It was not cheap to import the car/trailer - but it was cheaper than buying a car in Mexico - and since we were the only owners of the car we knew what a cream-puff it was. And there was no way I wanted to return the car to the border. We did have to visit the Aduana complex in Mexico City for pictures and other sorts of verification - for the car, not the trailer. 

We got the name of the import agent - who is a rather large concern with offices in the US and Mexico from Aduana. My wife gave them a call and explained our situation and asked who could we contact for help. I just checked and the place we used does not have a working website at the moment. But we did not begin the investigation regarding importing the car until we were already here - and in the middle of the INM processing.
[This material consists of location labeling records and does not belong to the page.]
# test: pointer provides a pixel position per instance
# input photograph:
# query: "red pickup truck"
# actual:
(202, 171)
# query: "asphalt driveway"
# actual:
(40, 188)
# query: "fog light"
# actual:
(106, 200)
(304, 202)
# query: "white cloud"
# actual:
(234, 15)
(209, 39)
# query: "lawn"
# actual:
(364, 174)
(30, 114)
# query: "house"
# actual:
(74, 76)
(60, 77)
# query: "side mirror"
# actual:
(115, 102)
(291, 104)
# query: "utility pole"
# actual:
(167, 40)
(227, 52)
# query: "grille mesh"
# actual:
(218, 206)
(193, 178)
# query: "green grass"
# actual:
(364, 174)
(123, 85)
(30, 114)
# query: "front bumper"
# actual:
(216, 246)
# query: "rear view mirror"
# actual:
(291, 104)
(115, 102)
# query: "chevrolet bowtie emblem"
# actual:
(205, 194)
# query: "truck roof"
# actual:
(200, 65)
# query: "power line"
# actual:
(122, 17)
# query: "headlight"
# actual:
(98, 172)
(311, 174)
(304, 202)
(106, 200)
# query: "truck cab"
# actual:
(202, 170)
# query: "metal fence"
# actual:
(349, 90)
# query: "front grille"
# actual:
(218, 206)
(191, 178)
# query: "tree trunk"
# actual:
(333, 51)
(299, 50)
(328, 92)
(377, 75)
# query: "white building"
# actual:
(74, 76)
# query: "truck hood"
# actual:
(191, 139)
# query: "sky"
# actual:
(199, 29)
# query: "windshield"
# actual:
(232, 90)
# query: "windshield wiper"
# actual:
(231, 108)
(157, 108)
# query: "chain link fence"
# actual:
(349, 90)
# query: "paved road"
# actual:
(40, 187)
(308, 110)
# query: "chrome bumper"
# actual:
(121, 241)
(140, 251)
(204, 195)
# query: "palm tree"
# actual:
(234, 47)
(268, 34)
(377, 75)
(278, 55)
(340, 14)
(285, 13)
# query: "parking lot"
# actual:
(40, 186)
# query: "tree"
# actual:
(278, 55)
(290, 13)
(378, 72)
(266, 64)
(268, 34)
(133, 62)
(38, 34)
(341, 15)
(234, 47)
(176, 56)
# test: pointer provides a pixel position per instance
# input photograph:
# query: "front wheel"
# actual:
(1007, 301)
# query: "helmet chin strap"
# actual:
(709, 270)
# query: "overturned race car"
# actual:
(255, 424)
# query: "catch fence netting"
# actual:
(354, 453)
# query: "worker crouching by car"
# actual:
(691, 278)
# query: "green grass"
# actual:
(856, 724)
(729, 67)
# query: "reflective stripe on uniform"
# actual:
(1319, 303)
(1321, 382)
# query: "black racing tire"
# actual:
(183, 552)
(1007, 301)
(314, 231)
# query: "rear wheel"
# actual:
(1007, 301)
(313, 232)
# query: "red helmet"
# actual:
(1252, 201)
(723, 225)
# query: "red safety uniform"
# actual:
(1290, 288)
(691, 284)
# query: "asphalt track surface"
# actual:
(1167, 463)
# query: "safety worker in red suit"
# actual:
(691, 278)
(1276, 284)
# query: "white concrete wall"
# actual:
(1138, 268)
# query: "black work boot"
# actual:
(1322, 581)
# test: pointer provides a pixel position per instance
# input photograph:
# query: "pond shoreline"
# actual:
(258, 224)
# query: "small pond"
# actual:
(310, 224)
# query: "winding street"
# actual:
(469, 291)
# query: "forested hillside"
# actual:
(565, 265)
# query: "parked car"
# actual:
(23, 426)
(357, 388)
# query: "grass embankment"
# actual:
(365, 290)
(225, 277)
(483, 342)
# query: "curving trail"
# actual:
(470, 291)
Knowing what I know now - and how things change and some people may be 'luckier' than others - today I would contact Aduana DF before coming to Mexico.

I think we paid 2,000 USD for the trailer (including new spare tire, cargo hooks, etc) - which had one previous owner - a landscaper - who realized after about a month it was too small for his needs.


----------



## circle110 (Jul 20, 2009)

Thanks for the info. We need to buy a car - our US car is a 2002! - and I was planning on buying a Mexican car but I just read an article about how inferior they are to US cars regarding safety features so I got spooked and thought I'd at least investigate importation.


----------



## Gatos (Aug 16, 2016)

Our car is older than your's but it is in excellent condition with 110,000 miles. It probably has 20 years left. We could easily sell it for the cost of importing it. We also have a 2016 Mexican purchased Subaru Forester - for longer trips...

There is a local business man (Harvard educated) whose family owns a good chunk of the state we live in. He could drive anything but he has the same make/model we drive.


----------



## circle110 (Jul 20, 2009)

My 2002 has 250,000 miles on it and I'm kind of just waiting for the proverbial shoe to drop on it. 
I'll be a permanent resident so I can't keep this car without importing it and, as you say, I could sell it for what the import would cost.


----------